Колумнист газеты «Ведомости» и один из главных публичных интеллектуалов страны Максим Трудолюбов на сей раз выступает в роли эдакого современного Адама Смита: в своей небольшой книге он пытается описать историю, философию и, если можно так выразиться, физиологию отношений между российским обществом и институтом собственности. В качестве универсальной сквозной метафоры (а заодно и в качестве основного объекта изучения) он выбирает собственность наиболее понятную, близкую и всенародную, то есть недвижимую.
И снова в фокусе авторского внимания не столько дом как совокупность стен, бытовых приспособлений и обитателей, сколько дом как символ укромного и интимного частного пространства, неподвластного вторжению извне.
В России, по мнению Трудолюбова, с частным пространством дело всегда обстояло неважно: «Россия — необычная страна, поскольку она и колония, и колонизатор. Парадоксальный результат ее многовекового расширения заключается в том, что места в стране много, а жить тесно. Жить тесно, потому что пространства много, а обжитого пространства мало». Эта теснота, скученность на крошечных пригодных для жизни пятачках, окруженных колоссальными дикими просторами, исторически сформировала представление о «частной жизни» как о роскоши, доступной только элите. Причем, начиная со времен Ивана Грозного, элите служилой:
любое благо становилось привилегией, и только лояльность власти обеспечивала право на относительно комфортную частную жизнь на обособленной территории.
Вообще понятие обособления — одно из ключевых для Трудолюбова: не случайно именно извечный символ обособленности — забор — вынесен им в заглавие книги. Потребность хотя бы в призрачном, эфемерном способе отгородить собственный пятачок внутри огромного коллективистского пространства — едва ли не главная потребность русского человека. Отсюда бесконечно ветвящаяся инфраструктура заборов, КПП, вечно закрытых (или в лучшем случае полузакрытых) дверей, да еще и с непременным охранником сбоку. Обособлению физическому сопутствует обособление визуальное: цель любого человека, достигшего мало—мальски заметного успеха — это построение себе «дворца», максимально отличающегося от «типовых» жилищ людей менее преуспевающих. А вот с обособлением юридическим российской недвижимости не везет:
несмотря на десятилетия реформ, собственность на дома и квартиры до сих пор остается у нас в значительной степени условной и временной, не защищенной правом по-настоящему…
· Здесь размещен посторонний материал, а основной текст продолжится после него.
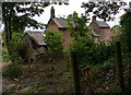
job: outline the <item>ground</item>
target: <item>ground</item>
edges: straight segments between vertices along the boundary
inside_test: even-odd
[[[124,63],[124,79],[127,73]],[[28,64],[24,64],[25,72],[19,79],[3,76],[4,93],[72,93],[72,79],[64,60],[34,63],[29,72]],[[107,63],[93,67],[87,76],[80,76],[81,92],[88,93],[119,93],[116,64]],[[124,80],[124,82],[127,82]]]
[[[72,80],[64,78],[67,72],[66,64],[62,61],[58,63],[32,64],[26,68],[24,74],[19,79],[9,79],[3,76],[2,87],[4,92],[11,93],[71,93]]]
Трудолюбов пишет историю российского частного пространства, встраивая ее в самый широкий всемирный контекст. Для того, чтобы интерпретировать семиотику коммуналок, он ныряет в древнюю Спарту и обращается к платоновским диалогам, а истоки привлекательности «сталинок» — главного символа отечественного «пайкового» благополучия — ищет в области средневекового бенефициарного права. С некоторыми выводами автора можно поспорить (так, к примеру, он слишком доверчиво относится к голландской живописи XVII века, которую, как мы уже знаем, беспощадно разоблачала Джудит Фландерс), а от скорости его перемещений по хронологической прямой иногда немного укачивает. Однако едва ли найдется в современной российской публицистике другой человек, способный одновременно на такую залихватскую широту и вместе с тем строгую концептуальность мысли, как Максим Трудолюбов. На этом фоне незначительная небрежность в деталях и легкий эффект укачивания — сущие пустяки, которые не то, что простительны — на них можно вообще не обращать внимания.